## ◆ max()

 Value boost::simd::max ( Value const & x, Value const & y )

This function object computes the largest of its parameter.

Notes
For any given value x and y of type T:

Using max(x, y) is similar to (x > y) ? x : y which is the standard behaviour.

With this definition max(x, Nan) should return x...

On some systems the intrinsic used returns Nan as soon x or y is a nan. So the real definition of our max function must add: but if y is Nan the result is system dependent.

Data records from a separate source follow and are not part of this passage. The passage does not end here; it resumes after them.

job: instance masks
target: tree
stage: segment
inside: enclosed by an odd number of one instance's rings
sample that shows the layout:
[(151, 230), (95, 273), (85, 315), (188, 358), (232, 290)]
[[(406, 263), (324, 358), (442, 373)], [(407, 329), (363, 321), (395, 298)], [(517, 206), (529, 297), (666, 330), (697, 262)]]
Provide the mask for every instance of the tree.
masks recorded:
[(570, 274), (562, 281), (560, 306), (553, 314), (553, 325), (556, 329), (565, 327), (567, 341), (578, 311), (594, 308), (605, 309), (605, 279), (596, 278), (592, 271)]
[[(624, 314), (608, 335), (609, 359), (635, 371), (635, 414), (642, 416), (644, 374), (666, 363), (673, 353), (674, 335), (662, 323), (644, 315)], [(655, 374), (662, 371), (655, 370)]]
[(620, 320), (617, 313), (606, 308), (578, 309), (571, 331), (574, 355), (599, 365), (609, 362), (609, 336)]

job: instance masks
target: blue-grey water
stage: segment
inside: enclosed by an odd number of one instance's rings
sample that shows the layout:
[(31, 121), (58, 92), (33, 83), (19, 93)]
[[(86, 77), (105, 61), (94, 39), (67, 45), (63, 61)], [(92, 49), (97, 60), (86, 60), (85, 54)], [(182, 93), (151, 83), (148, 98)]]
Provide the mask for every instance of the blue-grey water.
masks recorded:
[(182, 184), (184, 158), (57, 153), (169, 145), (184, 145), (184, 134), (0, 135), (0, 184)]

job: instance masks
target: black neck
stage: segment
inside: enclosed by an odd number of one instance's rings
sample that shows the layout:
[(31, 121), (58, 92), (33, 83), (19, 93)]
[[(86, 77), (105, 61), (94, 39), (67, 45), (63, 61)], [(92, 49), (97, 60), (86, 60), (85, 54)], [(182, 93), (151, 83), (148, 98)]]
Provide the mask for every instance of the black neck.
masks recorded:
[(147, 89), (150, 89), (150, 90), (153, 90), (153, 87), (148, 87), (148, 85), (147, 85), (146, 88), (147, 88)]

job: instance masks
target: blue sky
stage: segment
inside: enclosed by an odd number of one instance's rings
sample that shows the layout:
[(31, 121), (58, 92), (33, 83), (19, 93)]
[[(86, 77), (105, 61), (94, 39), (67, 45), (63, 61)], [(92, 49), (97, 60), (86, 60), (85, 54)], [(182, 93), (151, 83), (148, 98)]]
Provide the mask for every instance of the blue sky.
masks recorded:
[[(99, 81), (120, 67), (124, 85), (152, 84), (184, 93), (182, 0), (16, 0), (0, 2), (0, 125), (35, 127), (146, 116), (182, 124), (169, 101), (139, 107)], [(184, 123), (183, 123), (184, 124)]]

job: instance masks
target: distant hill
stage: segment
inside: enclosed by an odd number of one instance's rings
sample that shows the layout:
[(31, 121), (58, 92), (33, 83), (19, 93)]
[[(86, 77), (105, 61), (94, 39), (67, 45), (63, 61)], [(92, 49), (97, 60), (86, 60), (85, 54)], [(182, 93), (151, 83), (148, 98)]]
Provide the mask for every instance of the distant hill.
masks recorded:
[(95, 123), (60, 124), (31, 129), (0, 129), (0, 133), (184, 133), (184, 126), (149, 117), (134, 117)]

This can be corrected using the pedantic_ decorator that ensures the standard behaviour at a cost.

Decorators
• pedantic_ ensures the standard behaviour.
• std_ call std::max.
min, maxnum, maxnummag, maxmag
Example:
#include <boost/simd/arithmetic.hpp>
#include <boost/simd/pack.hpp>
#include <boost/simd/constant/nan.hpp>
#include <iostream>
namespace bs = boost::simd;
using pack_ft = bs::pack <float, 4>;
int main()
{
pack_ft pf = { 3.0f, -2.0f, -0.0f, 0.0f };
pack_ft qf = { 4.0f, -1.0f, 0.0f, bs::Nan<float>() };
std::cout
<< "---- simd" << '\n'
<< " <- pf = " << pf << '\n'
<< " <- qf = " << qf << '\n'
<< " -> bs::max(pf, qf) = " << bs::max(pf, qf) << '\n'
<< " -> bs::pedantic_(bs::max)(pf, qf) = " << bs::pedantic_(bs::max)(pf, qf) << '\n'
<< " -> bs::std_(bs::max)(pf, qf) = " << bs::std_(bs::max)(pf, qf) << '\n';
float xf = 3.0f, yf = 4.0f;
std::cout
<< "---- scalar" << '\n'
<< " xf = " << xf << '\n'
<< " yf = " << yf << '\n'
<< " -> bs::max(xf, yf) = " << bs::max(xf, yf) << '\n'
<< " -> bs::pedantic_(bs::max)(xf, yf) = " << bs::pedantic_(bs::max)(xf, yf) << '\n';
return 0;
}
Possible output:
---- simd
<- pf = (3, -2, -0, 0)
<- qf = (4, -1, 0, -nan)
-> bs::max(pf, qf) = (4, -1, -0, 0)
-> bs::pedantic_(bs::max)(pf, qf) = (4, -1, -0, 0)
-> bs::std_(bs::max)(pf, qf) = (4, -1, -0, 0)
---- scalar
xf = 3
yf = 4
-> bs::max(xf, yf) = 4
-> bs::pedantic_(bs::max)(xf, yf) = 4